ARIMA(p,d,q) Models¶

ARIMA (Autoregressive Integrated Moving Average) [1] [5] models provide another approach to time series forecasting. While exponential smoothing models are based on a description of the trend and seasonality in the data, ARIMA models aim to describe the autocorrelations in the data.

ARIMA [6] is actually a combination of 3 models:

AR(p) Autoregression - a regression model that utilizes the dependent relationship between a current observation and observations over a previous period. An AR(p) model can be written as: \begin{array}{l} y_{t}=c+\phi_{1} y_{t-1}+\phi_{2} y_{t-2}+\cdots+\phi_{p} y_{t-p}+\varepsilon_{t} \end{array} where $\phi$ is the auto-regressive parameter and $\varepsilon_{t}$ is the error term.

I(d) Integration - uses differencing of observations (subtracting an observation from an observation at the previous time step) in order to make the time series stationary.
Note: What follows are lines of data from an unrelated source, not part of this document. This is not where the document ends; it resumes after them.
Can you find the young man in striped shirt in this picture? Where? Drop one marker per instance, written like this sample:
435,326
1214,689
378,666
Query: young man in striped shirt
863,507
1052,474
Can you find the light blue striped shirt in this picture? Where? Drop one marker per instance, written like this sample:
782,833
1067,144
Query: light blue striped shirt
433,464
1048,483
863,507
First Order Differencing can be written as: \begin{array}{l} y_{t}^{\prime} &=y_{t}-y_{t-1} \\ \end{array}

MA(q) Moving Average - a model that uses previous errors as predictors in a regression like model. An MA(q) model can be written as: \begin{array}{l} y_{t}=c+\theta_{1} \varepsilon_{t-1}+\theta_{2} \varepsilon_{t-2}+\cdots+\theta_{q} \varepsilon_{t-q}+\varepsilon_{t} \end{array} where $\theta$ is the moving average parameter and $\varepsilon_{t}$ is the error term.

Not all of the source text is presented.